Before this time, women had not been allowed ordination, one of the reasons being that they were recognized as the pillar of the family and it was feared if they were allowed to leave their homes, there would be no more support for the families – the men and children.
Briefly, Gautami and 500 other women (princesses whose husbands had left them behind to take ordination and follow Buddha) followed Buddha and listened to the teachings as renounced persons – wearing robes, with shaved heads.
Buddha said that if he gave ordination to the women the life of the Dharma in this age would be shortened by 500 years or more. Ananda was near Buddha often though and asked many times for the ordination on behalf of the women. After many requests, Buddha agreed.
While Shakyamuni Buddha was living in the palace of his father the king, he was given everything one could dream of in terms of worldly treasure in order to keep him happy, and so he wouldn’t want to leave. One of the things Buddha was given was a retinue of women.
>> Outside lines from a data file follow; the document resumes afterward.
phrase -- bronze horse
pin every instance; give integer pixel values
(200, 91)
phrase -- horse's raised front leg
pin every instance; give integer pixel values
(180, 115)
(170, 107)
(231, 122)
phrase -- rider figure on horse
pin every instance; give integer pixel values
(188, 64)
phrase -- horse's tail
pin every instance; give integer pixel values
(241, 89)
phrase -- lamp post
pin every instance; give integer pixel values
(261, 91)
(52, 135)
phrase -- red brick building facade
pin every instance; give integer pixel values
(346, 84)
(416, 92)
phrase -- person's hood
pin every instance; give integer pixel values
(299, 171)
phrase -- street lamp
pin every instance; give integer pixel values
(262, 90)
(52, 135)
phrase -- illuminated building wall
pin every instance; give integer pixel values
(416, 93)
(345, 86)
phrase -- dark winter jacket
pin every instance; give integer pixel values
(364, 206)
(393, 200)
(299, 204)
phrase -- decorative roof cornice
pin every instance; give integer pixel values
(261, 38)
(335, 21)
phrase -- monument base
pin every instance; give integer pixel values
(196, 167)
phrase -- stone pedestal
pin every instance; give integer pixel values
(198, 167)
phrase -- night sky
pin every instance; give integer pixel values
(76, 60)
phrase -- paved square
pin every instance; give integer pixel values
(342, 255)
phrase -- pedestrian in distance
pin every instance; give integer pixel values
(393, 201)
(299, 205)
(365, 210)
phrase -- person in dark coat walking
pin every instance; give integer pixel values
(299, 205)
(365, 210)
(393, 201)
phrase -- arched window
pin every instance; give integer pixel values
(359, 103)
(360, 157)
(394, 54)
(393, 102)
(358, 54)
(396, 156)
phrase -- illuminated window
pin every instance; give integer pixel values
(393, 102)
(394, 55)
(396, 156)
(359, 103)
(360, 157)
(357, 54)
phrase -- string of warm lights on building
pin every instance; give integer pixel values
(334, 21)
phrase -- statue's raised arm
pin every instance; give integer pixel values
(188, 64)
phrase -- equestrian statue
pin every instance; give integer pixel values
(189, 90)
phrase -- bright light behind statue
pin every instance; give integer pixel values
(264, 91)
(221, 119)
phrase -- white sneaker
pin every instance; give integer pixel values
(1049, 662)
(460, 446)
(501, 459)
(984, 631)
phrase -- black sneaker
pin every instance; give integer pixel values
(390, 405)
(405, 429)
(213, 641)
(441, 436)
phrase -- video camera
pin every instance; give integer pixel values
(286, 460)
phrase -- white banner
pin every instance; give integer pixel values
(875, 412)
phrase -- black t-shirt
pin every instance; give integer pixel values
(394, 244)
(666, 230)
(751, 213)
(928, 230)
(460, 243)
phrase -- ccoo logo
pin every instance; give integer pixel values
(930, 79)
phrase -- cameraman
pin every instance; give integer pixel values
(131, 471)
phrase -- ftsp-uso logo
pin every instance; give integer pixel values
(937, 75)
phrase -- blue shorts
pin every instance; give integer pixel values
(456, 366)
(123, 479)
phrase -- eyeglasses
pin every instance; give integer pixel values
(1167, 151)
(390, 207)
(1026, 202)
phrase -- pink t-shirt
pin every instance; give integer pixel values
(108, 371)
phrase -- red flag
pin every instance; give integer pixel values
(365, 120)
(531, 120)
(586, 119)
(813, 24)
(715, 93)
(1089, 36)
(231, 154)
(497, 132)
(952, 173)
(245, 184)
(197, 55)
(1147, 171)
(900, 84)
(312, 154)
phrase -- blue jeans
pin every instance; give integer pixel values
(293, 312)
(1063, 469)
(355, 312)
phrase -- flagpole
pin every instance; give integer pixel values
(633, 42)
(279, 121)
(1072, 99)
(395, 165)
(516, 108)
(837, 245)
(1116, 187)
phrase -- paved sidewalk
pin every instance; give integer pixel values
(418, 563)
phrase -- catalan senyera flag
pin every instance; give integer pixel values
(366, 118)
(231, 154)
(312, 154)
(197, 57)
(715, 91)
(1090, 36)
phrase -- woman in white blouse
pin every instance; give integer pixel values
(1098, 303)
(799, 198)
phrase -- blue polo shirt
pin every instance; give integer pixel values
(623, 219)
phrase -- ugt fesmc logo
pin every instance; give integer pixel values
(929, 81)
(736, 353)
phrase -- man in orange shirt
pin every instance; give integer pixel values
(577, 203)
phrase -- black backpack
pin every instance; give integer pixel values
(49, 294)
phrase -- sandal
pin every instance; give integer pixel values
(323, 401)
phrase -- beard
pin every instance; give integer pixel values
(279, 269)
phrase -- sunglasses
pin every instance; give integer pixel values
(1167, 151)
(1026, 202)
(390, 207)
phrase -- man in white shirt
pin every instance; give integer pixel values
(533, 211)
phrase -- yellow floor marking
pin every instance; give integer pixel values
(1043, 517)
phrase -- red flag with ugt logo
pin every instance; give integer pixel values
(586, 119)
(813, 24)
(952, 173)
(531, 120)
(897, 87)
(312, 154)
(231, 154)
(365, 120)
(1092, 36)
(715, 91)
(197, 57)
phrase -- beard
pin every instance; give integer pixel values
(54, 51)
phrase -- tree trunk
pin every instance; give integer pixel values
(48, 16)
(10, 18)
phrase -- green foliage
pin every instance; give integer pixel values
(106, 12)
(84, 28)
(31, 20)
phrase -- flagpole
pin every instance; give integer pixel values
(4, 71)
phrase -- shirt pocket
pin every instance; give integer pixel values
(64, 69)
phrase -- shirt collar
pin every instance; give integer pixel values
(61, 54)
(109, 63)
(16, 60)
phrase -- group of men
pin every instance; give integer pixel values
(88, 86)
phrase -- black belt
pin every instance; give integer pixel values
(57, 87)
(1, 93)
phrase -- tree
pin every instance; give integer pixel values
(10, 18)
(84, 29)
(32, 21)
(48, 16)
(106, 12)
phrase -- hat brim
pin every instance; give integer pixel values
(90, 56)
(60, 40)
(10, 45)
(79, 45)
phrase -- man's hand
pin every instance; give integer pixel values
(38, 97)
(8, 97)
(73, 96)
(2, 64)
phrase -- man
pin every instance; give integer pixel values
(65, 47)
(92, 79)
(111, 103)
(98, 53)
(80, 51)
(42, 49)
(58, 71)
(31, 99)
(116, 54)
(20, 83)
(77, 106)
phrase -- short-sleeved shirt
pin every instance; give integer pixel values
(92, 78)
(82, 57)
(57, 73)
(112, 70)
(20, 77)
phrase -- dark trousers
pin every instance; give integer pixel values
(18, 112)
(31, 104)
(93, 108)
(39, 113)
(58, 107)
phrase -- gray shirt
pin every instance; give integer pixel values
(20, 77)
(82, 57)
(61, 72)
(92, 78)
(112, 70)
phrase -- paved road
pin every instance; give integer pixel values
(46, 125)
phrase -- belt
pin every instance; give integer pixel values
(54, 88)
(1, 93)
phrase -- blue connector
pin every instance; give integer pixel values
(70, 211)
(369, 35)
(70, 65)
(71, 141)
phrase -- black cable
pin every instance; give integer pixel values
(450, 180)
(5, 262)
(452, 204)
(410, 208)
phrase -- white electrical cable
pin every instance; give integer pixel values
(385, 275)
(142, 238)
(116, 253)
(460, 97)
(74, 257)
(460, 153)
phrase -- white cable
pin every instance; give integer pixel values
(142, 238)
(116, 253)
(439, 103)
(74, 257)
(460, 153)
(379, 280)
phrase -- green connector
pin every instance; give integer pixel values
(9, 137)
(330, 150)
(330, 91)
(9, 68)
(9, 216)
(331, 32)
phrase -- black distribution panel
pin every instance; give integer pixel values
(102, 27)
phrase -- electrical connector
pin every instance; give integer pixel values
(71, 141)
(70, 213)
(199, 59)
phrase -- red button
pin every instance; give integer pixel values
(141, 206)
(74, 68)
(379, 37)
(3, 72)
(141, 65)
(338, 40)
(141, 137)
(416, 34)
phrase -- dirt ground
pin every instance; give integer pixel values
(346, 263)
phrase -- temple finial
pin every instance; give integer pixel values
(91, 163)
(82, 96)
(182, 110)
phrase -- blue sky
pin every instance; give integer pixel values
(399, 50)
During this time he saw the women were jealous of each other and vain, and very competitive when serving him. Buddha felt nuns would need help controlling these tendencies so the eight rules were set up specifically for women. One vow, for instance, states that any nun, no matter how long she has been ordained, must stand and show respect when any monk enters a room.
As time passed, Lord Buddha gave a body of advice on the conduct necessary for personal liberation. This is called the vinaya. Within the vinaya there are sections containing instruction for monks and nuns, the bhikshuni (Skt.)/gelongma (Tib.) Vinaya does not exist as a complete independent unit.